I'd been along this block of St. Martin's twice. A detail I
did
remember was a null observation: I saw no passageway back to the courtyard or whatever sat behind these buildings. The whole four-street cincture was likely the same, a monolithic frontage of shops. The way to the rear of these storefronts was through one of them. So I stepped one doorway south, to the Friends Meeting House.

Through the double glass-paned doors there was only darkness. I picked the lock.

I closed the door quietly behind me but left it unlocked. I turned. Only darkness lay before me and I walked into it, the potted plants and wall-hugging furniture of the reception area fading at once from my sight. I lit a match and held it up.

I found the door into the Meeting Room immediately before me. I simply had to keep heading straight to the rear of the building.

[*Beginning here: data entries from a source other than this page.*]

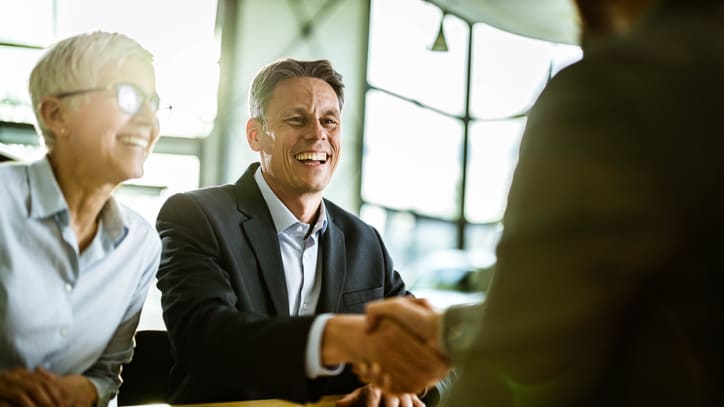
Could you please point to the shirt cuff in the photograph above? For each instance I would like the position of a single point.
(313, 359)
(105, 390)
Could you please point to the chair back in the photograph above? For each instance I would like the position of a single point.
(146, 378)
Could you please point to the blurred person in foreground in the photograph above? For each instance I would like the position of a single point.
(607, 289)
(75, 264)
(261, 279)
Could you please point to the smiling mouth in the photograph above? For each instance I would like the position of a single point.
(312, 158)
(134, 141)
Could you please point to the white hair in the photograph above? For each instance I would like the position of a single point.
(75, 64)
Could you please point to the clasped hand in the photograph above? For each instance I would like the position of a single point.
(406, 356)
(20, 387)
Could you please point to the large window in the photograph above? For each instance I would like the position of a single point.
(442, 129)
(186, 55)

I opened the door and stepped in as my match flickered out.

But a light remained.

I could see the dim forms of bench seats in rows facing the far platform, where a dozen wooden chairs were lined up. Upon one of the chairs burned a candle. It gave me enough light to find my way to the center aisle and I went down, and as I moved, I saw, in the penumbra of the candle glow, the door out the back of this sanctuary, leading in the direction I wanted. Focused as I was on this, I pulled up with a start at the hunched back and bowed head of a man on the aisle seat of the second row. I was nearly upon him and he'd heard my approach, and now that I'd stopped, he straightened up, but he did not turn.

He wore a stand collar and a dark coat; his head was bare and his hair was white. He spoke without looking at me. “Are you a friend of the truth?” he asked.

I understood this to be a thing some Quakers called each other. But it was also a fundamental question of philosophy and intent. So I said, “Yes.”

“We must not fight,” he said. “The world must not fight. The Lord
put that on my heart and I am glad to have said it aloud in your
presence.”

I had to move by him now.

With this man, in this room—and the feeling would pass, I knew—but at that moment, I felt suddenly heavy-limbed, felt suddenly empty in the place in my own body where the knife had plunged into the Hun. I felt remorseful. Remorseful at lying to this man, letting him think I was a fellow Quaker, remorseful at what I had just done in the street. I'd killed before, in the past year. Killed, as tonight, in self-defense: after all, I'd let the Hun draw his knife first. But as I stepped even with the old man, and he lifted his face to me, I felt remorseful at how much easier it was to kill than it had been only a year ago, remorseful at how quickly all this remorse would pass.

And the old man looked at me, the candlelight flickering in his dark eyes. He would never lift his hand against anyone. He would sit alone in this place of quiet, and he would meditate with God about how we all should never lift a hand against anyone. And he would be dead wrong about that, as far as the practical world of governments and of modern weapons and of the vast, institutionalized wickedness of humankind was concerned. But he was also right.

“I'm sorry,” I said.

He nodded at me. And he turned his face away and he bowed his head and I beat it out the back door.